Now that SoL is up and running, Alexander has his next goal in his sights—he envisions a future where users can smoke without feeling like it’s still illegal.
“There’s a part of being a cannabis consumer even in a regulated state that still feels dirty,” he said.
But Alexander believes the next logical step in order for the marijuana industry to evolve is to create a space where users can both be educated on and consume products in a responsible, safe and inviting environment. He said the plan is for these open consumption spaces to be attached to the dispensaries themselves.
“Because of the fact that the state and the industry are very cognizant of the black market, if we turn it to where any place that wants to have consumption can have consumption, now we got a guy in the corner with a backpack selling weed,” Alexander said. “From our standpoint, as a potential location for a consumption lounge, you would have to acquire the product on site to be able to consume the product on site.”
The idea is akin to buying drinks at a bar and consuming them there, in a regulated space. Additionally, tourism and out of state users are motivating factors for creating consumption spaces at dispensaries.
“Where are they supposed to consume?” Alexander said. “We know, quantitatively, that people are coming here because of regulated cannabis, but we haven’t given them a place to consume. So, now they’re getting in trouble for smoking in their hotel rooms or rent-a-cars.”
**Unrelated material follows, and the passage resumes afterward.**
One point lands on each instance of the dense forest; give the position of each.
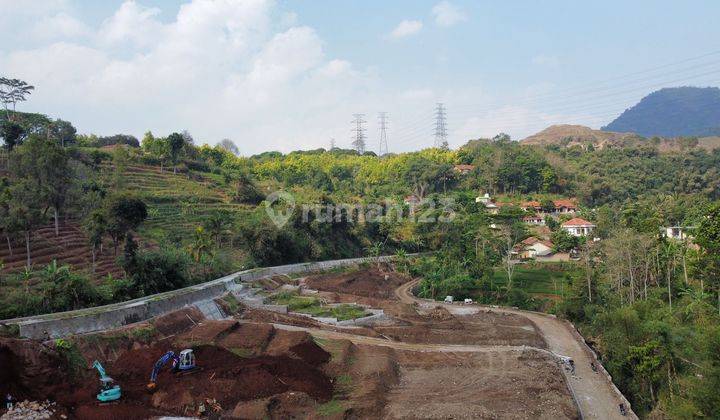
(171, 212)
(673, 112)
Steven Houge, 52, who is the head chef, budtender and cultivator at SoL, agreed with Alexander’s assessment.
“I spent a lot of time in Amsterdam,” Houge said. “People who are drawn to that will want to do that. I don’t think it will have a huge impact other than out of state visitors.”
Alexander said safety is a big priority for these lounges to be successful, so there needs to be a way to figure out how to accurately judge inebriation after a user leaves a lounge.
“You gotta be responsible for your actions," he said. “You don’t need to be high and driving. We owe it to the consumers, we owe it to our community, to give people places to responsibly consume.”
Karisa Wells, 26, is a budtender at SoL who has worked in the marijuana industry for three-and-a-half years after switching from bartending. She said legalizing open consumption will open up a lot of doors for tourism, job opportunities and create more of a positive perception of cannabis.
“When you have sick people that need to use cannabis as a medicine, people will hesitate to use cannabis as a medicine because it still has a stigma,” Wells said. “The more that cannabis can become a part of people’s lives . . . people can build new relationships with it.”
Wells addeds that, if these laws are passed, Nevada will have to be the role model on legalizing open consumption spaces.
“It just takes responsible adults who use responsibly,” she said. “Proper ID checks, security when necessary and making sure people have safe spaces and safe transportation. But I don’t think that’s a reason to not pass said laws. We should take this seriously and make sure that we set a really positive example of how it can work out for the benefit of taxpayers and the state and tourists and everybody.”